If I had to define my current relationship with God, I would label it “agnostic mysticism.” In Jewish terms, the agnostic mystic is one who still covers his eyes with his hand while reciting the Sh’ma, but who keeps his eyes open nonetheless and peers between the cracks of his fingers hoping to sneak a peek at the Divine Presence.
The agnostic mystic yearns to “taste and see” God’s presence but will not be placated by an I-Thou experience or assuaged by a still small voice. The agnostic mystic has too much skepticism to be swayed from his mystic quest by anything other than an event on the order of a second Sinai. The agnostic mystic’s quest is thoroughly empirical. It can end only with a public face-to-face encounter with God-with the Redemption. And in the meantime, the agnostic mystic lives with the pain of the knowledge of his separation from the Divine Presence and of the hiatus between the accounts of a miraculous past and the miracle-less present.
For me, the concept of Galut – Exile – speaks most powerfully and meaningfully. Galut is more than the exile of the people Israel from its land; it also more significantly represents the separation of Israel from the God or, perhaps better stated, the withdrawal of God’s presence from the midst of His world and His people. This sense of Galut has nothing to do with the return of the Jewish people to the land and the rebirth of the Jewish state. Even with the existence of the State of Israel, the Jewish people remains in a state of spiritual Galut, as does the whole world.
According to Jewish tradition, as long as the Temple stood and Israel dwelt in her Land, a unique physical and spiritual bond existed linking the world, through the Land of Israel, through Jerusalem, through the Temple, to God, and through the peoples of the world, through the people Israel, through its service, to God. The Temple represented the axis mundi, the connecting link between heaven and earth.
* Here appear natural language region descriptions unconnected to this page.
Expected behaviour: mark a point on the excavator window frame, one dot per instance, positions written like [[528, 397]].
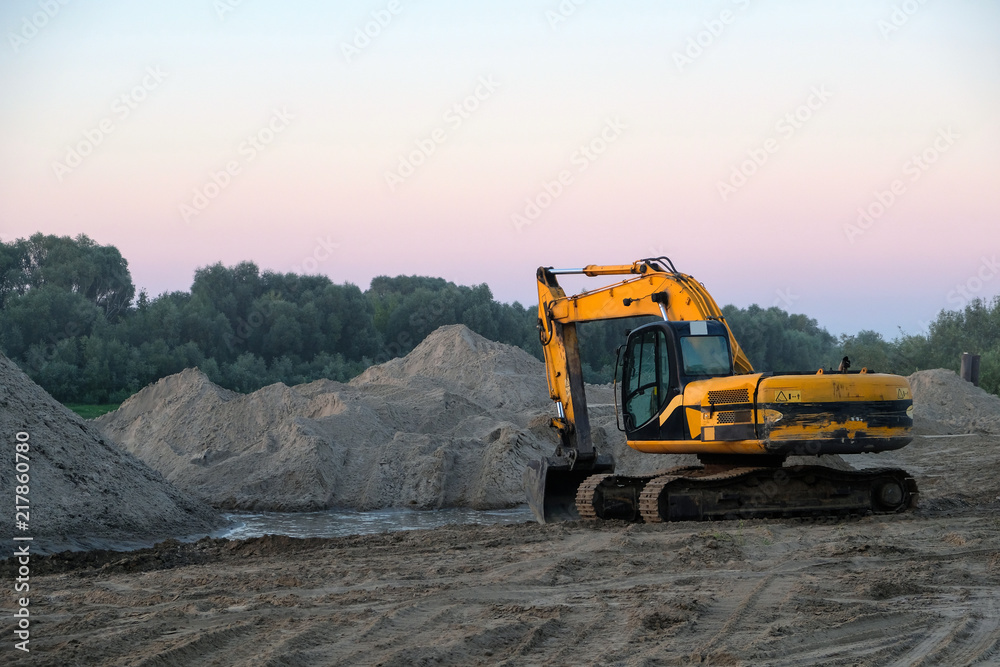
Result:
[[664, 364]]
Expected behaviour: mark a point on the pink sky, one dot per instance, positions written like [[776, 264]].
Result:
[[825, 108]]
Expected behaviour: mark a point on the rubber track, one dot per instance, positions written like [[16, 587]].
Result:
[[585, 496], [649, 500], [587, 491]]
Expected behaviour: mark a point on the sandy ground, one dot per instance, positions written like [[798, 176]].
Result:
[[921, 588]]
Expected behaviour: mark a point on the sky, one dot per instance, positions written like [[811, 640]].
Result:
[[838, 159]]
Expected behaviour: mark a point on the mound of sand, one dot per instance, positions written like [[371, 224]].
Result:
[[945, 403], [451, 424], [82, 489]]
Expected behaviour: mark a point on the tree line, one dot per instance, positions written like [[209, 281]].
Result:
[[71, 318]]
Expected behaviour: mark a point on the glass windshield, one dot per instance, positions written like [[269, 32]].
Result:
[[647, 376], [705, 355]]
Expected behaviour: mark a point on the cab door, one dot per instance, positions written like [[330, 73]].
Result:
[[649, 380]]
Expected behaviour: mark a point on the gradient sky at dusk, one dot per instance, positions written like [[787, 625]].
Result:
[[828, 108]]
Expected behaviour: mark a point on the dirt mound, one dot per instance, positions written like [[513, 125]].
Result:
[[955, 452], [82, 489], [945, 403], [451, 424]]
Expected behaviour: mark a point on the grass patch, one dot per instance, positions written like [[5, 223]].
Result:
[[92, 411]]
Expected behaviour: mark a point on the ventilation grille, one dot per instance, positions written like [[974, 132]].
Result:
[[729, 396], [734, 417]]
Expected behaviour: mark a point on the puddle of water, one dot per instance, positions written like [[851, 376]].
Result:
[[340, 523]]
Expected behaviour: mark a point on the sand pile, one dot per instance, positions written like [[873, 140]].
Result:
[[945, 403], [451, 424], [83, 490]]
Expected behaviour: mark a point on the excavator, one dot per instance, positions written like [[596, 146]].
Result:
[[686, 387]]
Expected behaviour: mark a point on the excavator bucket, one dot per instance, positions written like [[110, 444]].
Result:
[[551, 485]]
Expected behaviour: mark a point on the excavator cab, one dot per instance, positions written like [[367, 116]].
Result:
[[659, 360]]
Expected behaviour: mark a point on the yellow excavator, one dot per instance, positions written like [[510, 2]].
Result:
[[686, 387]]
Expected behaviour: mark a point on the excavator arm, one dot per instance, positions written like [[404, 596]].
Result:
[[653, 287]]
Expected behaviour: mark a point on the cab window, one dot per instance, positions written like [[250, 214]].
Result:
[[647, 376], [705, 355]]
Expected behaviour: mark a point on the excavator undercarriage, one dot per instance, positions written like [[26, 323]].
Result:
[[715, 492]]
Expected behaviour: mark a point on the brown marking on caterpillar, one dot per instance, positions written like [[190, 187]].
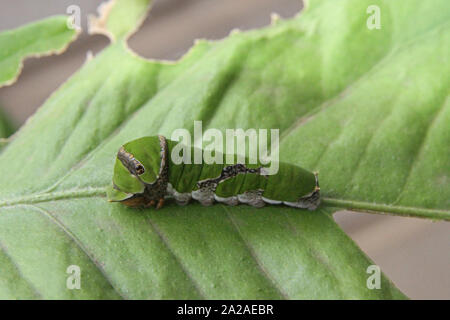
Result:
[[130, 162]]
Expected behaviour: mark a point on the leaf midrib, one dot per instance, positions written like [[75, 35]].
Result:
[[329, 202]]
Once that physical tie was shattered, the spiritual dimension perforce underwent a major transformation. To be sure, the people were still bound in love to God through the Covenant-and the Rabbis taught that prayer was now to be regarded as even more efficacious than sacrifices-but nonetheless the state of Galut meant the loss of the sense of intense physical intimacy with God. To pursue the love motif: Israel was still beloved of God, but God had withdrawn His presence, had gone away, for an unspecified time. Thus, to pray for a restoration of the Temple and its cult, as traditional Jews still do, was to pray for a restoration of a full, intimate, and immediate relationship with God; it was to pray for an end to physical and spiritual exile.
An agnostic mystic like myself deeply desires to feel wholehearted in prayer and through prayer to be united with God’s presence. But too many questions and doubts stand in my mind’s (or heart’s) way. That is why the tradition of arguing with God speaks to my deepest needs and concerns. This tradition asks the right questions of God; its prayers demand all the right things of God. Most of the time, for example, I cannot recite the prayer “Mi Khamokha” (“Who is Like You?”), which celebrates God’s redemptive act at the Sea of Reeds, without asking what God has been doing since that miraculous day. But, through study, I know that previous generations have asked the same questions. They ask it for me as well, and this comforts me. On most occasions, I cannot recite the petitionary prayers of the Amidah. (Perhaps it is first recited silently to allow for conscientious objectors?) How can I ask God for “small items” like under standing, sustenance, health, forgiveness, and peace when for centuries the petitions for the “big item,” for redemption, have gone unheeded? Although I often can still thank God for the gifts of Creation, the gifts of life, and the gift of the Covenant, most of the time I cannot think to ask anything of God other than to add my voice to the ages-old petition for justice.
The tradition of arguing with God focuses my intention (kavanah) on this fundamental issue. It is hoped that it focuses God’s attention on it as well. But regardless, it helps ease my spiritual pain. Knowing that previous generations have felt similarly both confirms the intensity of my yearnings for God’s appearance, which constitute my mystic aspect, and also soothes the uniqueness of my equally intense doubts, which constitute my agnostic side. It is good to know that I belong to a chain of tradition, that my feelings are not an aberration of the Jewish religious spirit.